The qualifier is then asked about his/her footwear, whether the shoes are suitable for grass (often they are not), how much money he/she has won, or lost, over the last year and how a family of four can possibly live in a one-bed apartment. The qualifier is a sub-species of tennis player, an unknown looked on with grave suspicion as well as a joyous counterpoint to the millionaires who generally clutter the main draws of Grand Slams.

That moneyed status of the millionaire players is normally trumpeted when they lose earlier than expected, very often to penniless qualifiers.

As all players are required by their Wimbledon contracts to do what they bitterly refer to as "media", the ignominiously defeated top-10 player may instead storm off Centre Court, straight to the courtesy car, on to the rented palace for the monogrammed luggage and then to the airport rather than do a press conference.

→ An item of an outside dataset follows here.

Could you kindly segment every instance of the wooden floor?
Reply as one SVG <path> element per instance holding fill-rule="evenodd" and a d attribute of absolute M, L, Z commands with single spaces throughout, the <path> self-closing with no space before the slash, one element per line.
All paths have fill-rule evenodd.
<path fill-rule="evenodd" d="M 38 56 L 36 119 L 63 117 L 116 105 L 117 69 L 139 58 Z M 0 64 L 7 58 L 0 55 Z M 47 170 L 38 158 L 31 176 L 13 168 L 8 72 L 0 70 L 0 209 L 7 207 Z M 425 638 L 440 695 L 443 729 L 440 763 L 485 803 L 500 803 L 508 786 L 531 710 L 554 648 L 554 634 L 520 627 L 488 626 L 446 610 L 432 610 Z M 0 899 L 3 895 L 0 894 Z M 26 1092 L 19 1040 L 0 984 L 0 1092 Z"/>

The $10,000 fine for ignoring the needs of the press is an irrelevance. The wild-eyed Goran Ivanisevic used clock up regular 10-grand hits as quickly as he could smash a racquet after "exit by qualifier"; Andre Agassi too.

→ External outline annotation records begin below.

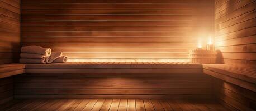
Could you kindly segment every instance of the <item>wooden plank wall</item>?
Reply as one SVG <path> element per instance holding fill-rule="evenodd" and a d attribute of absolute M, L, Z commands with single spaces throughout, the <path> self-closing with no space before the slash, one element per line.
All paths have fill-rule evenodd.
<path fill-rule="evenodd" d="M 223 105 L 235 110 L 255 110 L 256 92 L 222 80 L 214 80 L 215 94 Z"/>
<path fill-rule="evenodd" d="M 0 104 L 13 99 L 13 77 L 0 79 Z"/>
<path fill-rule="evenodd" d="M 215 49 L 224 63 L 255 67 L 255 1 L 216 1 L 215 8 Z"/>
<path fill-rule="evenodd" d="M 23 46 L 70 60 L 183 60 L 214 31 L 209 0 L 23 0 Z"/>
<path fill-rule="evenodd" d="M 0 0 L 0 64 L 17 62 L 20 45 L 20 1 Z"/>
<path fill-rule="evenodd" d="M 212 78 L 202 73 L 26 73 L 15 78 L 15 98 L 205 100 L 212 97 L 211 86 Z"/>

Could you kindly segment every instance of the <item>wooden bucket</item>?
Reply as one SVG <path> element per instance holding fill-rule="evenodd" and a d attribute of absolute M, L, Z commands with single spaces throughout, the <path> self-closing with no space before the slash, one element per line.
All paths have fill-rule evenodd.
<path fill-rule="evenodd" d="M 191 50 L 190 61 L 193 63 L 215 64 L 216 61 L 216 52 L 210 50 Z"/>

But who remembers Vladimir Voltchkov, who for a crazy three weeks in 2000 lived the dream of every qualifier who takes to the courts at Roehampton?

The 22-year-old, ranked 237 in the world, won his three qualifying matches to reach the main draw. Once through the Fred Perry gates he then beat the French hope Cedric Pioline, the South African Wayne Ferreira and the American Byron Black before losing to the eventual champion, Pete Sampras, in a semi-final on Centre Court.

It was recorded in loving and perhaps apocryphal detail how Voltchkov wore new shoes for the first round, bought a few back-up racquets for the second, moved from the hovel into a hotel for the third, bought his family the dacha of a disappeared oligarch after the fourth . . .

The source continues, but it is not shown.